Diese Zahl ist eine gute Botschaft: Schon im Herbst könnte die Arbeitslosenzahl unter drei Millionen fallen – das wäre die niedrigste Arbeitslosigkeit seit November 2008. Man soll ja nicht vor dem Schlusspfiff Hurra schreien, und die Gefahr eines Konjunktureinbruchs bleibt bis zum kommenden Frühjahr wegen der desolaten Lage der Banken und vieler Staaten bestehen. Aber der schärfste Einbruch der Wirtschaft liegt hinter uns; und dabei ist die Arbeitslosenzahl nicht, wie befürchtet, auf fünf Millionen angestiegen. Fünf Millionen – das wäre eine Katastrophe gewesen: für die betroffenen Arbeitnehmer, aber auch für Wirtschaft und Gesellschaft, weil Angst alle Arbeitnehmer und Konsumenten gelähmt hätte. Aber auch für die Unternehmen, die gerade ihre Produktion hochfahren. Denn in der modernen Wissensgesellschaft sind die Unternehmen auf qualifizierte, motivierte und erfahrene Mitarbeiter angewiesen. Ihr Verlust ist kurzfristig nicht mehr auszugleichen. Vorbei die Zeiten, in der kollektive Arbeiterheere mal angeheuert, mal gefeuert wurden. Die Wissensspezialisten sind nicht mehr durch einen Anschlag am Firmentor zu finden.
Dass Entlassungen vielfach vermieden werden konnten, ist ein Erfolg der Kurzarbeitspolitik. Aber mehr noch haben dazu Arbeitszeitkonten, flexible Arbeitszeitverkürzung und eine Lockerung der Tarifverträge auf Betriebsebene beigetragen – damit haben die Unternehmen ihre Stammbelegschaften gehalten und die Gewerkschaften ihren Teil zum Jobwunder beigetragen.

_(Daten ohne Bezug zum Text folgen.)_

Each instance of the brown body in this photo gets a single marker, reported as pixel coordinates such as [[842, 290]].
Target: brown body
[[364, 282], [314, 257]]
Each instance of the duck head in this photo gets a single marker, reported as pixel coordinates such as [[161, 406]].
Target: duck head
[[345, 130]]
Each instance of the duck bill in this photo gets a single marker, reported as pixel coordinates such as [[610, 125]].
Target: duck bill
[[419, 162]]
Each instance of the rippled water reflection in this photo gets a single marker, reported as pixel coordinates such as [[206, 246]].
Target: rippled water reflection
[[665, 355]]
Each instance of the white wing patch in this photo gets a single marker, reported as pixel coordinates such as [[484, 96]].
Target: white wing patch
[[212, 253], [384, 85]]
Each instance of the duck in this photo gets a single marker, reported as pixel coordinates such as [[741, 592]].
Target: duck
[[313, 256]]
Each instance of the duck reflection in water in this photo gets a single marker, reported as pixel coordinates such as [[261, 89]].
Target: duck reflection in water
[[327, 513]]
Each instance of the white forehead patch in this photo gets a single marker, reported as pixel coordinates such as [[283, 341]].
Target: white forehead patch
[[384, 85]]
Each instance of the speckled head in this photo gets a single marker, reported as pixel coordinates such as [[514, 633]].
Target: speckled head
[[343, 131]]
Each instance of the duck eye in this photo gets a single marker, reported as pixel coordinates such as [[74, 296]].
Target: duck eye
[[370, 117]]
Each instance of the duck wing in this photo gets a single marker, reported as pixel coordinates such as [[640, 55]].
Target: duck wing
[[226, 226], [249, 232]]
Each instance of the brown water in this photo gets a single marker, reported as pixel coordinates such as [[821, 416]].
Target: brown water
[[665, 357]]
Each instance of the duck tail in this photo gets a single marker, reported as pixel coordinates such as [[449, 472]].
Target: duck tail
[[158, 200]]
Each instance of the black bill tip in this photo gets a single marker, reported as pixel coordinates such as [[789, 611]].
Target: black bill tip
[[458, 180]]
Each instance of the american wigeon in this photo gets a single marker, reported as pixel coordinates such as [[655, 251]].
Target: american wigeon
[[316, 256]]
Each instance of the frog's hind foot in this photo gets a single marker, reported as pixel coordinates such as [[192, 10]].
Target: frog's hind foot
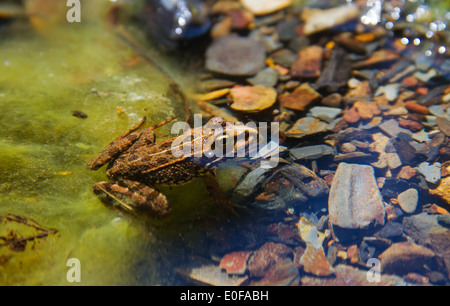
[[133, 198]]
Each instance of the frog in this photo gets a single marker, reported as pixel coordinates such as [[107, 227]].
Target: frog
[[137, 163]]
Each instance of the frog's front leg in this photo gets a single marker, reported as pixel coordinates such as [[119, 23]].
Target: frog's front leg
[[133, 197], [213, 188], [115, 148]]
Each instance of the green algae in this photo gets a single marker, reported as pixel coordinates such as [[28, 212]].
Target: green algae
[[44, 150]]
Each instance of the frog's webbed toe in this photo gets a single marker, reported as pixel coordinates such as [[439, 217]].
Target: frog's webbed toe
[[133, 197]]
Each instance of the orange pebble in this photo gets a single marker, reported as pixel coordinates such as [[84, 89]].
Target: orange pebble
[[416, 108]]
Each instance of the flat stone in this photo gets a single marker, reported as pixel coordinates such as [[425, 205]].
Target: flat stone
[[332, 100], [421, 136], [235, 263], [308, 63], [301, 183], [267, 256], [416, 108], [315, 262], [411, 125], [253, 98], [306, 126], [382, 56], [345, 275], [408, 200], [392, 128], [432, 173], [209, 274], [391, 230], [444, 125], [390, 91], [310, 234], [267, 77], [367, 110], [355, 200], [311, 152], [443, 189], [403, 257], [425, 230], [319, 20], [283, 57], [265, 7], [444, 220], [301, 98], [436, 110], [249, 184], [327, 114], [283, 273], [236, 56]]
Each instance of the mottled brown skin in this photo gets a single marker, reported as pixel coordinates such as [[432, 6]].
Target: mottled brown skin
[[136, 162]]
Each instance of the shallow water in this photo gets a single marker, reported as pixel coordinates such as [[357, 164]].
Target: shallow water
[[44, 151]]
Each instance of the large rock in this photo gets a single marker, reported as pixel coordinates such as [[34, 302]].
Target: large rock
[[346, 275], [236, 56], [355, 200], [425, 230], [404, 257]]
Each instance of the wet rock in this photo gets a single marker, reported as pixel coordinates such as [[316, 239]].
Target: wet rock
[[421, 136], [309, 233], [444, 220], [347, 41], [411, 125], [301, 98], [405, 151], [306, 126], [265, 7], [419, 226], [308, 63], [383, 56], [315, 262], [253, 98], [403, 257], [367, 110], [235, 263], [327, 114], [283, 273], [390, 91], [283, 57], [249, 184], [311, 152], [444, 125], [236, 56], [267, 77], [206, 273], [416, 108], [296, 183], [443, 189], [407, 173], [336, 71], [408, 200], [392, 128], [432, 173], [332, 100], [391, 230], [267, 256], [319, 20], [345, 275], [352, 115], [215, 84], [355, 200], [351, 134], [287, 28]]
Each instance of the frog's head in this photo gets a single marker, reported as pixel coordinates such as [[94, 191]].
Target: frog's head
[[230, 139]]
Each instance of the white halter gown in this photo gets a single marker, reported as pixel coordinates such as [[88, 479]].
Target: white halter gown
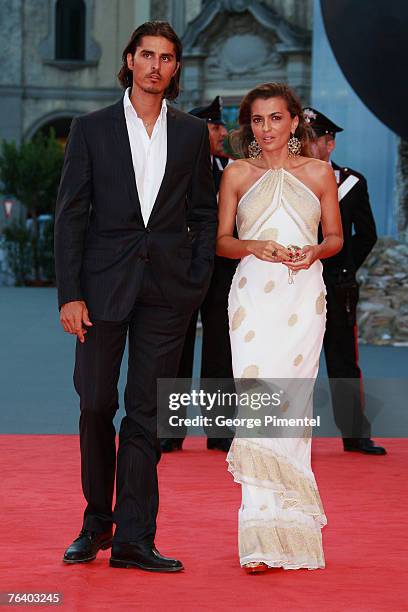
[[276, 331]]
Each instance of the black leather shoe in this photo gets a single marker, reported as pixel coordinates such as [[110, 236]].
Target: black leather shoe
[[142, 555], [86, 545], [167, 445], [219, 444], [363, 445]]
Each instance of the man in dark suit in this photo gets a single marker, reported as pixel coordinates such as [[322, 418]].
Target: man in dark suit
[[216, 349], [134, 244], [339, 273]]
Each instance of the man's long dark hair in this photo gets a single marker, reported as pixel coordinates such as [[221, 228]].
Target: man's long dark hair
[[152, 28]]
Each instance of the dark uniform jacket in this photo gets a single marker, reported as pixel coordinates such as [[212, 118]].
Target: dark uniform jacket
[[360, 235]]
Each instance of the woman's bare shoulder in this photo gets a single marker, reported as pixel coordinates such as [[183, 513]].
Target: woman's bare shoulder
[[237, 171], [317, 167]]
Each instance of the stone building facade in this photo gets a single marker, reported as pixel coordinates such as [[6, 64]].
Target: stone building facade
[[230, 45]]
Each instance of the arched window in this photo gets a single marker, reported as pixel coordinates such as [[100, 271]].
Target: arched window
[[70, 18]]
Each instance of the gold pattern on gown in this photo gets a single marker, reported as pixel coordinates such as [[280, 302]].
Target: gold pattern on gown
[[281, 514]]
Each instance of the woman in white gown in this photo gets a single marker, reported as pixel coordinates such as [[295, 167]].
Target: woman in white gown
[[277, 196]]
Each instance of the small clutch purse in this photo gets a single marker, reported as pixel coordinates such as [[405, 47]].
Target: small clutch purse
[[294, 251]]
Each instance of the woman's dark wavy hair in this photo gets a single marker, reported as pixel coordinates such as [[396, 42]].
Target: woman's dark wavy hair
[[152, 28], [242, 137]]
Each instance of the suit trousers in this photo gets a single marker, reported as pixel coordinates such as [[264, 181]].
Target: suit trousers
[[155, 331], [346, 386]]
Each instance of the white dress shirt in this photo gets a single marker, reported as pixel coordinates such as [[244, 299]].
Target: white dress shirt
[[149, 155]]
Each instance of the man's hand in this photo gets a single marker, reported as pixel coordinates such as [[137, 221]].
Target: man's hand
[[73, 317]]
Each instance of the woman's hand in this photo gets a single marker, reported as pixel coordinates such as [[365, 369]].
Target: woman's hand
[[307, 256], [268, 250]]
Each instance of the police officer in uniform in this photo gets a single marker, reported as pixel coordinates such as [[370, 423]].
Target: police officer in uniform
[[339, 273], [216, 349]]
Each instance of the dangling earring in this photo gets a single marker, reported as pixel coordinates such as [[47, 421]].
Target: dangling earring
[[294, 146], [254, 150]]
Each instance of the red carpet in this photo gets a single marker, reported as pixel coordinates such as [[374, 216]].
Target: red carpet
[[365, 542]]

Wie immer gibt es auch hier zwei Seiten der Medaille. Die konjunkturelle Erholung kommt jetzt auf dem Arbeitsmarkt mit Verspätung an. Erst werden die abgeräumten Arbeitszeitkonten wieder aufgefüllt – die Arbeitszeitschulden, die die Arbeitgeber ihren Mitarbeitern eingeräumt haben, müssen zurückbezahlt werden. In über 50 Prozent der Fälle sind Neueinstellungen zeitlich befristet. Im Arbeitsmarktdeutsch sind das sogenannte „atypische Beschäftigungsverhältnisse“ – schlechter bezahlt, zeitlich beschränkt und mit niedrigerem Kündigungsschutz ausgestattet. Sie werden zum Normalfall. Darunter ist zudem ein neuer Niedriglohnsektor entstanden.
Das ist dann nicht so schlecht, wenn diese Mitarbeiter die Chance haben, doch noch in ein stabileres und besser bezahltes Arbeitsverhältnis überzuwechseln. Untersuchungen zeigen, dass in der Industrie fast 60 Prozent der atypischen Arbeitsverhältnisse in solidere Formen umgewandelt werden – Zeitarbeit ist das Eingangsportal zur Stammbelegschaft. Nur im öffentlichen Dienst stehen Beamte und Angestellte in weiterhin bombensicheren Positionen unversöhnlich dem Heer der zeitlich befristeten Praktikanten und Projektmitarbeiter gegenüber, die kaum jemals in festere Verträge übernommen werden. So altern die grauen Männer in Behörden, aber auch in Theatern und Hochschulen vor sich hin, während jüngere Bewerber und Bewerberinnen kaum jemals eine echte Berufschance erhalten, und mögen sie noch so begabt, gebildet und leistungsbereit sein.
Aber will man beim Beamtenmikado („wer sich rührt, hat verloren“) wirklich mitspielen? Flexibilität ist nicht nur Bedrohung, sondern auch Herausforderung, ja Freiheit. Einmal da – immer da: Für immer weniger Menschen ist das ein erstrebenswertes Lebensmodell. Das Zeitalter der arbeitnehmerzentrierten Industriegesellschaft geht unweigerlich zu Ende. Mit der Arbeitswelt ändert sich auch unsere Lebenswelt. „Arbeitskraftunternehmer“ oder „Intrapreneure“ prägen das neue, schillernde Bild des Arbeitsmarkts und der daran hängenden Lebensentwürfe.
Das Jobwunder steht damit auch für Reformerfolge und neue Lebensstile.